Histoire : De l’ombre à la lumière

L’église d’Ôe a été bâtie en 1933 sous l’égide du père Ludovic Garnier. / Odaira Namihei pour Zoom Japon

Le siège se solda quelques mois plus tard par une défaite cinglante pour le camp chrétien et l’exécution de la plupart des meneurs. Cette émeute, connue sous le nom de Shimabara, faisait suite à de nombreuses exactions commises sur ordre du pouvoir shogunal comme en témoigne à quelques pas du Musée des Chrétiens d’Amakusa la stèle des 1 000 martyrs située dans le parc qui porte le même nom et domine la ville. C’est là qu’avait été érigé le château de Hondo, ancien fief du daimyô chrétien Konishi Yukinaga défait lors de la fameuse bataille de Sekigahara (1600) qui avait permis à Tokugawa Ieyasu d’asseoir son emprise sur le Japon et imposer par la suite son rejet notamment de l’influence chrétienne.
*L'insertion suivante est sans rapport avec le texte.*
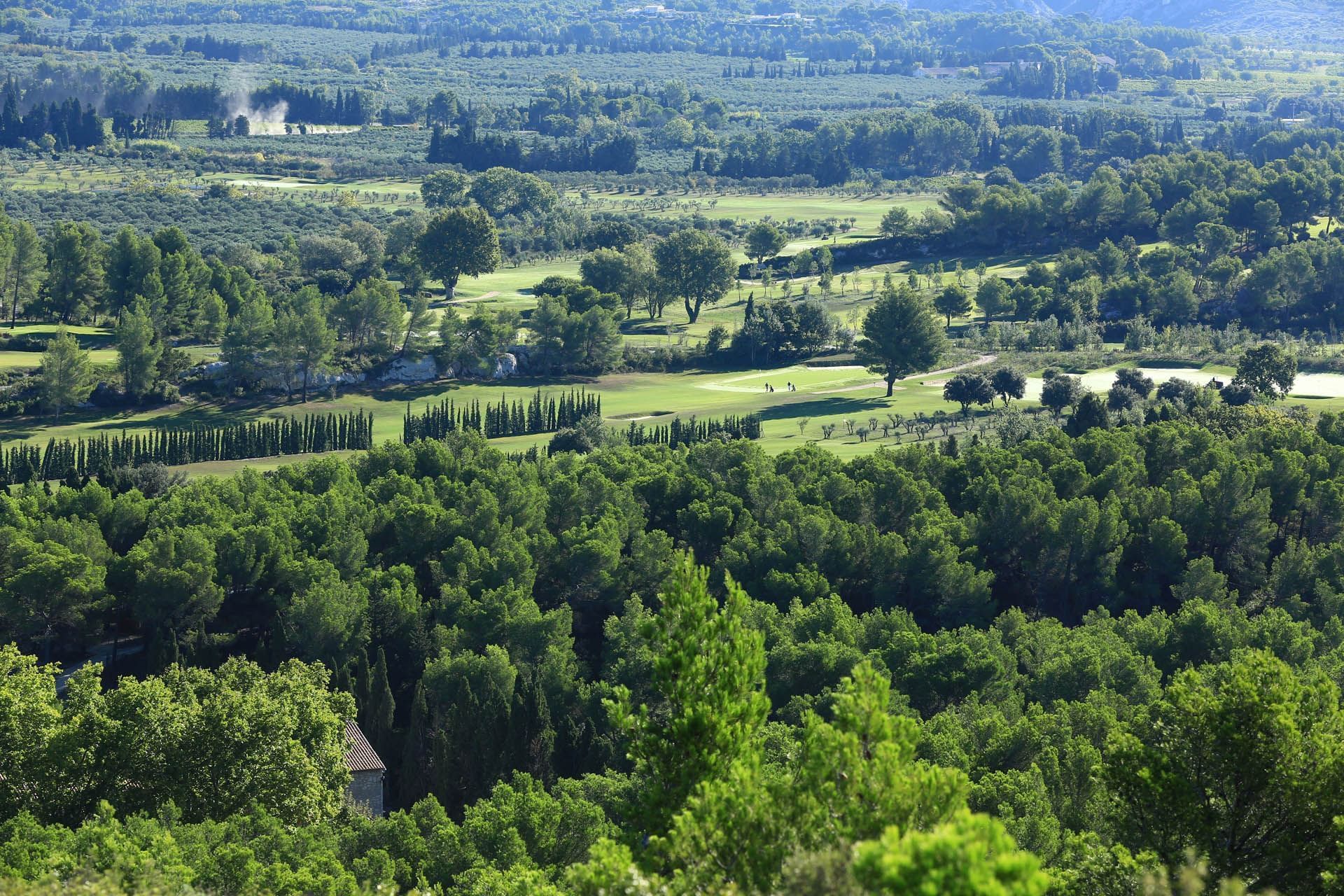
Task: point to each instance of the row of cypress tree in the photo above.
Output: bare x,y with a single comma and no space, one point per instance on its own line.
694,430
505,418
312,433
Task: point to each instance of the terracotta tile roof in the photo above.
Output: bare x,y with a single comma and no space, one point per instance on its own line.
359,752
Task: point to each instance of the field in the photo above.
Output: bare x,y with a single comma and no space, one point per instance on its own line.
835,396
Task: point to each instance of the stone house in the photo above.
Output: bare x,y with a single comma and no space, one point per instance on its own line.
366,771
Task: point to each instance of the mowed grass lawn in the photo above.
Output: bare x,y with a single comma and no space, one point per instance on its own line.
824,396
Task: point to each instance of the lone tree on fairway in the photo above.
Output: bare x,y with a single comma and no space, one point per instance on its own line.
764,241
66,374
952,302
899,336
456,242
897,222
445,188
968,388
1268,370
1008,383
696,266
1059,393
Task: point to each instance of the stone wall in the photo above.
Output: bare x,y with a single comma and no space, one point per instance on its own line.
366,790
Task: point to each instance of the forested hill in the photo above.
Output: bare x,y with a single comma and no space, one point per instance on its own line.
1078,634
1287,20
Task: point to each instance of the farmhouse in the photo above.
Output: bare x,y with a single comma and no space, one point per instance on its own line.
366,771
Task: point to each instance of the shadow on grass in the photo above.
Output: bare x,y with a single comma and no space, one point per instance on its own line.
824,407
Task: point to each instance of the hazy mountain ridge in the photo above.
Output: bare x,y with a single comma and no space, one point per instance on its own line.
1294,20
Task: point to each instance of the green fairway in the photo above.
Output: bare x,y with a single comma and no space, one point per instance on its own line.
823,396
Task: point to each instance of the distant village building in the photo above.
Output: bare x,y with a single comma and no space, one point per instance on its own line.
780,19
366,771
937,73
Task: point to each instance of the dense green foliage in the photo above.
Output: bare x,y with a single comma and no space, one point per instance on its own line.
1032,609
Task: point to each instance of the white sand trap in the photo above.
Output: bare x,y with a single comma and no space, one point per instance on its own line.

Comme dans d’autres parties concernées de l’Archipel, cette politique antichrétienne s’est renforcée après 1638. Malgré les persécutions dont ils ont fait l’objet, les fidèles ont continué à pratiquer leur religion en cachette, d’où l’émergence de l’expression “Chrétiens cachés” (kakure kirishitan). En se rendant au Musée du rosaire (1749 Ôe, Amakusa-machi. Ouvert de 8h30 à 17h, 300 yens) qui se trouve en contrebas de l’église d’Ôe construite, en 1933, en craie blanche par le père Ludovic Garnier, on découvre l’ingéniosité de ces fidèles persécutés capables d’aménager des petites pièces secrètes pour prier ou bien de concevoir de petites statues de la Vierge travestie en Kannon, déesse de la miséricorde dans le bouddhisme japonais, afin de ne pas être attrapés et suppliciés comme tant d’autres. A Sakitsu, au sanctuaire Suwa qui domine l’église achevée en 1934 moitié en bois moitié en béton faute de moyens, les Chrétiens cachés obligés de s’y rendre psalmodiaient “Anmenriyusu”, déformation de “Amen Deus”, pour ne pas attirer l’attention.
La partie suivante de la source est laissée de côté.